Weißrussland verärgert Polen
Prozess gegen polnischen Journalisten
Verurteilungen von Andersdenkenden, Oppositionellen und Journalisten sind in Weißrussland an der Tagesordnung. Meist ist das im Westen nur eine Fußnotiz. Nun aber erregt ein Prozess auch internationale Aufmerksamkeit: nämlich der gegen den Korrespondenten der polnischen Tageszeitung Gazeta Wyborcza.
8. April 2017, 21:58
Mittagsjournal, 27.06.2011
Gegen Präsident Lukaschenko aufgetreten
Er heißt Andrzej Poczobut, ist 38 Jahre alt und arbeitet für die renommierte polnische Tageszeitung Gazeta Wyborcza.
"Er ist sicherlich einer der mutigsten Journalisten, die sich in Weißrussland gegen den autoritären Polizeistaat von Präsident Lukaschenko aufzutreten getraut haben", sagt Alliaksei Dzikavitski, Chefredakteur von Belsat, dem unabhängigen weißrussischen TV-Sender in Warschau.
Festgenommen und Familie bedroht
Poczobut wurde schon öfter von den weißrussischen Behörden festgenommen und geschlagen, erzählt Dzikavitski. Seiner Familie, sogar den Kindern wurde gedroht. Er selbst habe aber immer gesagt, dass er sich nicht unterkriegen lassen werde.
So demonstrativ keine Angst zu haben, gelte in Weißrussland schon als massive Provokation, meint Dzikavitski: "Mit diesem Prozess wollen sie es ihm jetzt zeigen, die wollen ihn kleinkriegen", so der Chefredakteur von Belsat.
Alliaksei Dzikavitski weiß wovon er spricht. Er wurde selbst von den weißrussischen Behörden wegen seiner Artikel verfolgt. 2001 wurde der Druck so massiv, dass er das Land verlassen musste. Seither arbeitet er als Journalist von Polen aus, so wie viele Weißrussen.
Polen unterstützt weißrussische Bürgerrechtler
In Polen werden sie willkommen aufgenommen. Polen unterstützt die weißrussischen Bürgerrechtler sicherlich mehr als alle anderen europäischen Staaten.
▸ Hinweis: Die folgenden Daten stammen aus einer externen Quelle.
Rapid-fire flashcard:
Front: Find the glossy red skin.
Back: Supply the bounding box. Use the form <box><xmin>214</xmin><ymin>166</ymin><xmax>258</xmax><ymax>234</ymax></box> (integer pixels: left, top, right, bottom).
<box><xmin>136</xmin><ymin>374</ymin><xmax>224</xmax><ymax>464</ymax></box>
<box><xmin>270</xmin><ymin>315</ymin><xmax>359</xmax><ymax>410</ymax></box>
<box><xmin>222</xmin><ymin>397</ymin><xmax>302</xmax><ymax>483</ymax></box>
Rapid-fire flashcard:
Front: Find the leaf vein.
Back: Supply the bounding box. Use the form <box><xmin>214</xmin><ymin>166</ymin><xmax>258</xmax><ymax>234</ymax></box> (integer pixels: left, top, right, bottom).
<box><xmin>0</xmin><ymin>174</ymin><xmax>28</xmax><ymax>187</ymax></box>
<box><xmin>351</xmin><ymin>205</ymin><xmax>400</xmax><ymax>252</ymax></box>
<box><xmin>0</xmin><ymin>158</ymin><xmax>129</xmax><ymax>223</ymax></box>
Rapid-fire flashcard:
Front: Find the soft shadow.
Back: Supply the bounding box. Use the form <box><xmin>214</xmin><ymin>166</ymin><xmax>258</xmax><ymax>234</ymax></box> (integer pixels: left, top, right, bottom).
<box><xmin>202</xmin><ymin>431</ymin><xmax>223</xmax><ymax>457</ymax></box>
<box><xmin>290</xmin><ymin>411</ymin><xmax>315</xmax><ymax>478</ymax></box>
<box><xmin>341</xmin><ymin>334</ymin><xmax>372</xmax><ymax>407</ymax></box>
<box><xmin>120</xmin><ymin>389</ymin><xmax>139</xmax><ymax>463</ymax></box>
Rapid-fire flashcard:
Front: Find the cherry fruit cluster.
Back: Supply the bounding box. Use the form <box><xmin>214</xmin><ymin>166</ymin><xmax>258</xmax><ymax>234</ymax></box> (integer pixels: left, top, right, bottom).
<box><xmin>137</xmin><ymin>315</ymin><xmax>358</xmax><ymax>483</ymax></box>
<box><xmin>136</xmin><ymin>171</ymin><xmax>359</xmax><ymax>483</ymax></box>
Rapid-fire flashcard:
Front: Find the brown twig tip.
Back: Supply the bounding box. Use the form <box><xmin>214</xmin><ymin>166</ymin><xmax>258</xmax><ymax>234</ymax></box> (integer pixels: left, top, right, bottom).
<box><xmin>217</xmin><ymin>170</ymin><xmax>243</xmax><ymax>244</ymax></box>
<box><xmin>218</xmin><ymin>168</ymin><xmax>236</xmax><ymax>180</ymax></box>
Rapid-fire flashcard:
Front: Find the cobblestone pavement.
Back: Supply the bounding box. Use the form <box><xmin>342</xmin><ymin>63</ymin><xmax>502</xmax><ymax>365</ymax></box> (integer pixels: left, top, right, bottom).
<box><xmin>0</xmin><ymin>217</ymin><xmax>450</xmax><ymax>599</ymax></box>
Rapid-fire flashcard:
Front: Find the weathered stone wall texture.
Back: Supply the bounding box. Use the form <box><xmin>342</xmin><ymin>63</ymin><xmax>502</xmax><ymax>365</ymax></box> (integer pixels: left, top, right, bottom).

So wurde unter anderem Belsat, ein unabhängiger weißrussischer TV-Sender gegründet. Der Sender wird vom polnischen Fernsehen unterstützt und aus dem polnischen Budget finanziert.
Zentrum für die weißrussische Opposition in Warschau
In Planung ist außerdem ein offizielles Zentrum für die weißrussische Opposition in Warschau.
"Die polnischen Politiker erinnern sich selber noch gut, als sie während des Kommunismus verfolgt wurde, heimlich westliche Radiosender gehört haben und sie erinnern sich, wie sie damals vom Westen Unterstützung bekamen" erzählt Chefredakteur Dzikavitski. Er glaubt, dass die polnischen Politiker jetzt ihre Aufgabe darin sehen, anderen Verfolgten zu helfen.
Prozess als Revanche
Der Prozess gegen Andrzej Poczobut wird in Polen als Revanche für diese dezidierte Unterstützung der weißrussischen Opposition gesehen. Polens Außenminister Radoslaw Sikorski wirft Weißrussland offen vor, Poczubut als politische Geisel für die Beziehungen zu Polen und zum Westen zu missbrauchen.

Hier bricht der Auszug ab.